Shays Rebellion

This Day in History

While many would argue that the Feds wield too much power these days, most would agree that certain enumerated duties are best handled at the top level of our central government. Never was that more evident than began on this day in 1786 when a rowdy group of about 5,000 farmers and merchants staged what is known as Shay’s Rebellion.

Daniel Shay, the leader of the disgruntled band, was a farmer who found himself unable to pay debts he owed even though he had served honorably as a soldier in the Revolutionary War.

Unfortunately, because the then-law-of-the-land, The Articles of Confederation, did not allow for taxation, no monies had been collected as payment for the soldiers who fought for our freedom from England which left Shay and many others with growing debt and no ability to pay them off.

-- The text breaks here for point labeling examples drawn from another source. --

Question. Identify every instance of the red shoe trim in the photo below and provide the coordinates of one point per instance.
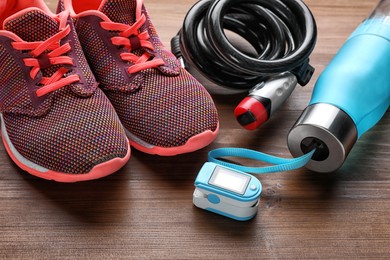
(99, 171)
(194, 143)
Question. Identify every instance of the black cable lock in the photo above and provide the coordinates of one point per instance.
(282, 33)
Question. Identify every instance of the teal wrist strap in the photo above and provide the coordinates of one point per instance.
(279, 164)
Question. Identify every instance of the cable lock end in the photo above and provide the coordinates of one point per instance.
(264, 99)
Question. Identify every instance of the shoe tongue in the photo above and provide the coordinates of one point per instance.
(32, 25)
(119, 11)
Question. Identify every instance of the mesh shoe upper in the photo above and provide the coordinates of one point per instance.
(160, 106)
(69, 130)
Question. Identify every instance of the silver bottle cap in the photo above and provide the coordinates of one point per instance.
(329, 129)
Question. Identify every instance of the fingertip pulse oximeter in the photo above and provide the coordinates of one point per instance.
(227, 192)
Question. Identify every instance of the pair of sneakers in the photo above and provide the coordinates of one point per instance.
(58, 123)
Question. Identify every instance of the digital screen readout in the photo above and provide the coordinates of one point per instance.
(229, 180)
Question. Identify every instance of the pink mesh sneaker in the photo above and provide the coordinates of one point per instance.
(164, 110)
(55, 123)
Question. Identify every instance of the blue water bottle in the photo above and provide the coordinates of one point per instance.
(351, 95)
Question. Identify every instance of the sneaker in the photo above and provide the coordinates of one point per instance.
(164, 110)
(55, 123)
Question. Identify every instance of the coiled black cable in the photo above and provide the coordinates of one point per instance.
(282, 32)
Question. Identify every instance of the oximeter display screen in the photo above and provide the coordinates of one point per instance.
(229, 180)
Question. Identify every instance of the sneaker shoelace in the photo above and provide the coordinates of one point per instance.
(49, 53)
(132, 38)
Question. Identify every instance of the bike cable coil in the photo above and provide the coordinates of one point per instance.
(282, 32)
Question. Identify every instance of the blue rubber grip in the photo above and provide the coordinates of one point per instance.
(357, 80)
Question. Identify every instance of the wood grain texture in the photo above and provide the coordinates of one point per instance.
(145, 210)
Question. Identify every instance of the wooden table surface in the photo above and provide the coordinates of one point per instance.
(145, 210)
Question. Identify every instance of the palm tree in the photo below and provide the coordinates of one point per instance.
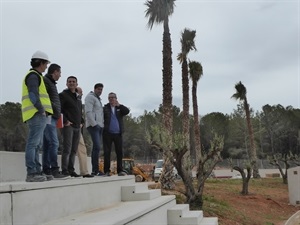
(158, 11)
(187, 44)
(241, 95)
(196, 72)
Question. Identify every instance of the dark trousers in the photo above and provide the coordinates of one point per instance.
(71, 138)
(96, 135)
(108, 140)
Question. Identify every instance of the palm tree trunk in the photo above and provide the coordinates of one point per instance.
(167, 180)
(253, 156)
(196, 123)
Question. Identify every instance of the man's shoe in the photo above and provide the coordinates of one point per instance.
(74, 174)
(48, 177)
(87, 176)
(98, 174)
(35, 178)
(122, 173)
(59, 176)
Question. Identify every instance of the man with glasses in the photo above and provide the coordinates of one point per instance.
(94, 124)
(112, 133)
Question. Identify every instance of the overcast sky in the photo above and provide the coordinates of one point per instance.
(252, 41)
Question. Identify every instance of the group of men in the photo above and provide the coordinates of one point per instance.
(43, 107)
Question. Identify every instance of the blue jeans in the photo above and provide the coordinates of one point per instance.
(71, 136)
(36, 126)
(50, 147)
(96, 135)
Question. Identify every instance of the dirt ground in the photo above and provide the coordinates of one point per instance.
(267, 203)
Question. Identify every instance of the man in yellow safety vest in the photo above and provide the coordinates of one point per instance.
(36, 106)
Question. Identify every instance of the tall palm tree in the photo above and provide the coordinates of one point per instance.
(187, 44)
(158, 12)
(241, 95)
(196, 72)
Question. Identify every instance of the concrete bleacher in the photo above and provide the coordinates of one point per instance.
(98, 200)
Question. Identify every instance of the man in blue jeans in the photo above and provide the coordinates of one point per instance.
(113, 130)
(50, 143)
(71, 109)
(36, 106)
(94, 124)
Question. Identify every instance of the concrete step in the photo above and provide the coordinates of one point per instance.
(39, 202)
(181, 215)
(209, 221)
(138, 192)
(131, 212)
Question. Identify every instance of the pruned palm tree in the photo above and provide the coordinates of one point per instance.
(196, 72)
(158, 12)
(187, 44)
(241, 95)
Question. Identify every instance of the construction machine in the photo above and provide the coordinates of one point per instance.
(130, 168)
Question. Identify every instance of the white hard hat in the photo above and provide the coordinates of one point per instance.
(40, 55)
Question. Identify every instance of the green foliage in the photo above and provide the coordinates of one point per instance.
(276, 131)
(13, 131)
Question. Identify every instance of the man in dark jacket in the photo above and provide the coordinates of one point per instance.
(112, 133)
(50, 141)
(71, 109)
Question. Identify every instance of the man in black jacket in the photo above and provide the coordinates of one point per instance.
(112, 133)
(50, 140)
(71, 109)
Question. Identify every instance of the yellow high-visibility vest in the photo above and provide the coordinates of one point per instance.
(28, 109)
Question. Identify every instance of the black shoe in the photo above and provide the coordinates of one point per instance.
(57, 175)
(48, 177)
(74, 174)
(87, 176)
(98, 174)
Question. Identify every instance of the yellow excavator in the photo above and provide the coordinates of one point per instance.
(130, 168)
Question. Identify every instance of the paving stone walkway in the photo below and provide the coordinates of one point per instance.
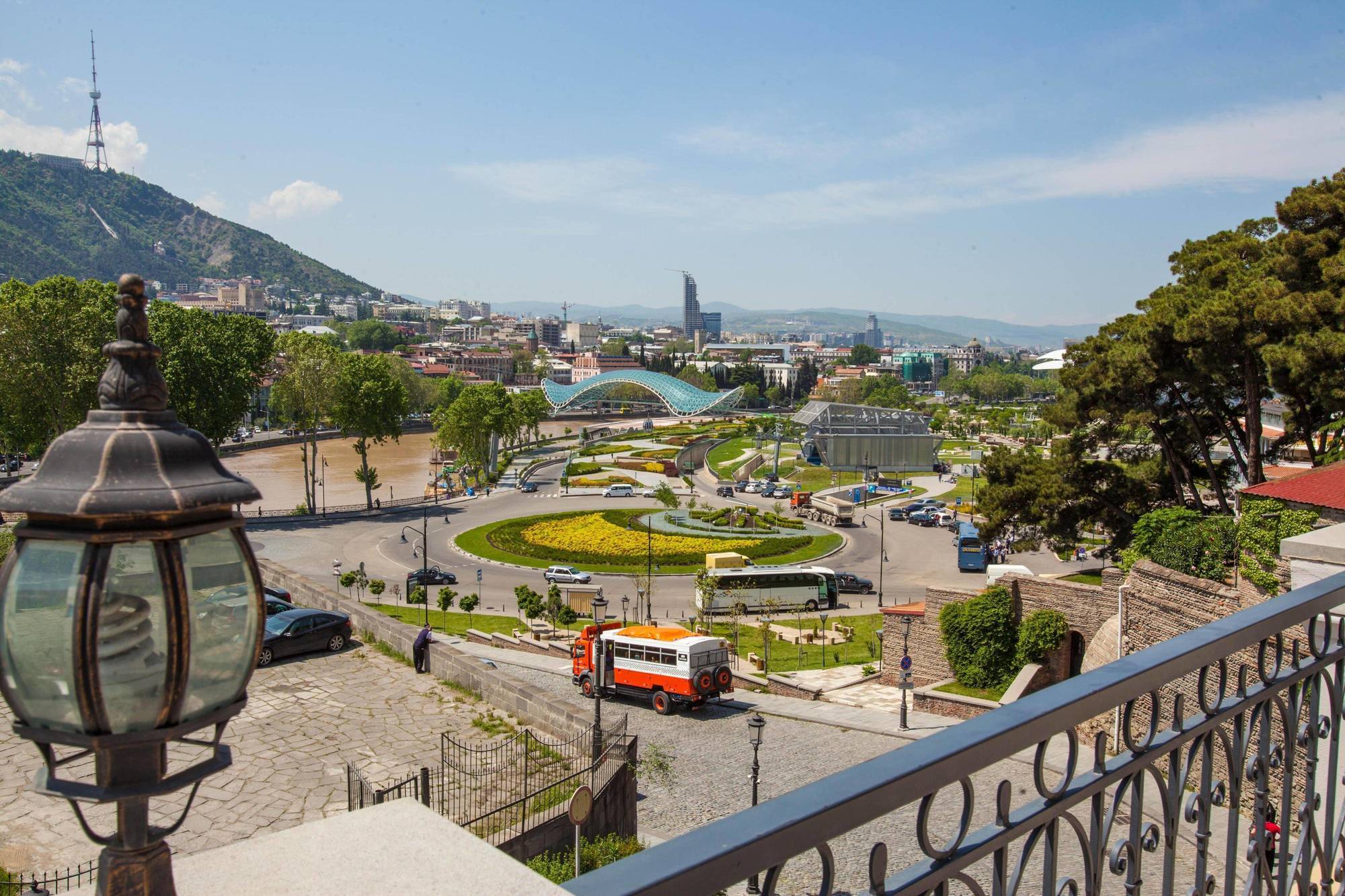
(305, 720)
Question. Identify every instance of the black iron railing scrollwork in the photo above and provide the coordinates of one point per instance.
(1227, 782)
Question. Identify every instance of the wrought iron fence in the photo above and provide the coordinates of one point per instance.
(502, 790)
(423, 784)
(56, 881)
(1226, 780)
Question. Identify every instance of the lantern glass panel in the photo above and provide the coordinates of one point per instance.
(223, 599)
(38, 645)
(132, 634)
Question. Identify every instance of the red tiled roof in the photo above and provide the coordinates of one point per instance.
(1320, 486)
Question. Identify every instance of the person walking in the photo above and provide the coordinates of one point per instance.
(422, 647)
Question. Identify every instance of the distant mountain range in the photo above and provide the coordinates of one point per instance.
(921, 329)
(89, 224)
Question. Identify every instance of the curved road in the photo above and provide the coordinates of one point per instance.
(917, 557)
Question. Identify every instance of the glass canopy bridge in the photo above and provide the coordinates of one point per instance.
(681, 399)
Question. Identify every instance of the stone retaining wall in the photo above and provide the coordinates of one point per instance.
(558, 717)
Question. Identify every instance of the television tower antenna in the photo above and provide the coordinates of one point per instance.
(96, 146)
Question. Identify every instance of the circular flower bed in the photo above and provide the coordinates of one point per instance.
(601, 538)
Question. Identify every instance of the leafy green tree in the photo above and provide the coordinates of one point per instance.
(864, 356)
(305, 393)
(213, 365)
(665, 495)
(467, 604)
(467, 425)
(52, 337)
(369, 405)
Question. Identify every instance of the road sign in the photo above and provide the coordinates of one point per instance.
(582, 803)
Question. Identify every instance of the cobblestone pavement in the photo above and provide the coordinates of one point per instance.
(714, 759)
(305, 719)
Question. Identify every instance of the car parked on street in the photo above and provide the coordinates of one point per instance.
(567, 575)
(301, 631)
(849, 583)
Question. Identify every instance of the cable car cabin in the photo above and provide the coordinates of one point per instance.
(665, 666)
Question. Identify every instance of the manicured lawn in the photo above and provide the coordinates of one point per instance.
(477, 541)
(457, 623)
(984, 693)
(724, 458)
(785, 657)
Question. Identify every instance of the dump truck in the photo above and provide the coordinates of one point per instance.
(829, 509)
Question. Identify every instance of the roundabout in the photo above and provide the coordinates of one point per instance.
(617, 541)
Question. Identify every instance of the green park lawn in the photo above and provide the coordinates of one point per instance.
(477, 541)
(785, 657)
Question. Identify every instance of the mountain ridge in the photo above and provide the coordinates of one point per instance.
(91, 224)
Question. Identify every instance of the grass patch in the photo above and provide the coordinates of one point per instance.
(786, 657)
(984, 693)
(502, 541)
(493, 724)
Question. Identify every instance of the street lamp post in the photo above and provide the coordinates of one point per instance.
(906, 653)
(755, 727)
(601, 673)
(824, 616)
(424, 551)
(131, 521)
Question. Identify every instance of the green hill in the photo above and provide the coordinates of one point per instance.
(49, 227)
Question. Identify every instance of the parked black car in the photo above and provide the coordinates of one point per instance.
(852, 584)
(301, 631)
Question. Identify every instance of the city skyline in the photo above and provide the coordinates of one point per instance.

Banks began to confiscate goods and seize property through foreclosure which of course did not sit well with Shay and other hardworking farmers who needed their land in order to survive. The angry mob went to the streets of Massachusetts shutting down court hearings and proceedings, demanding the protection of their property rights.

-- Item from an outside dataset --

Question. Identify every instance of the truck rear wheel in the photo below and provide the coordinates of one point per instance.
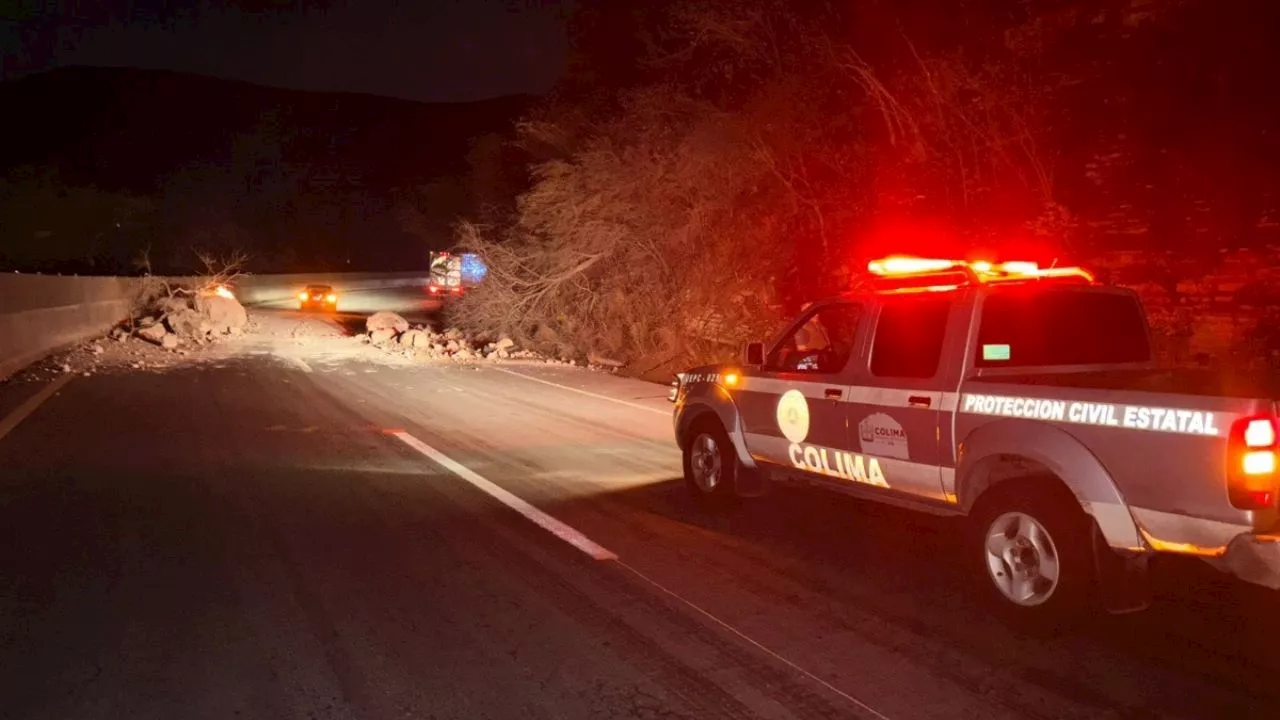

The rebellion, while certainly disturbing, was considered a failure and Daniel Shay was subsequently arrested for his part and then later released.

So were all of their efforts in vain? Well, as is the case with most events throughout history (even those considered largely unsuccessful) the answer is a resounding “NO!”

The incident sharply illuminated the shortcomings of the Articles of Confederation and the need for a form of governance that provided for a stronger central government and thus a more cohesive union.

The rebellion was not squashed by a large national military force but rather a group of private soldiers because the Articles of Confederation did not provide for the establishment of a federally mandated and funded military.

Ironically, the very thing that rendered the Feds unable to quickly tamp down Shay and his cohorts by swift use of military might, was the very thing that led them to rebel on that fateful day as the federal government did not see an obligation to pay Revolutionary War soldiers when their duties were not expressly enumerated in the Articles.

Soon after Shay’s Rebellion was put down, the United States Constitution would become the official law of the land, rendering the Articles of Confederation obsolete. And oddly, we can thank Daniel Shay and his army of angry rebels for demonstrating how woefully short they were in ensuring a unified republic.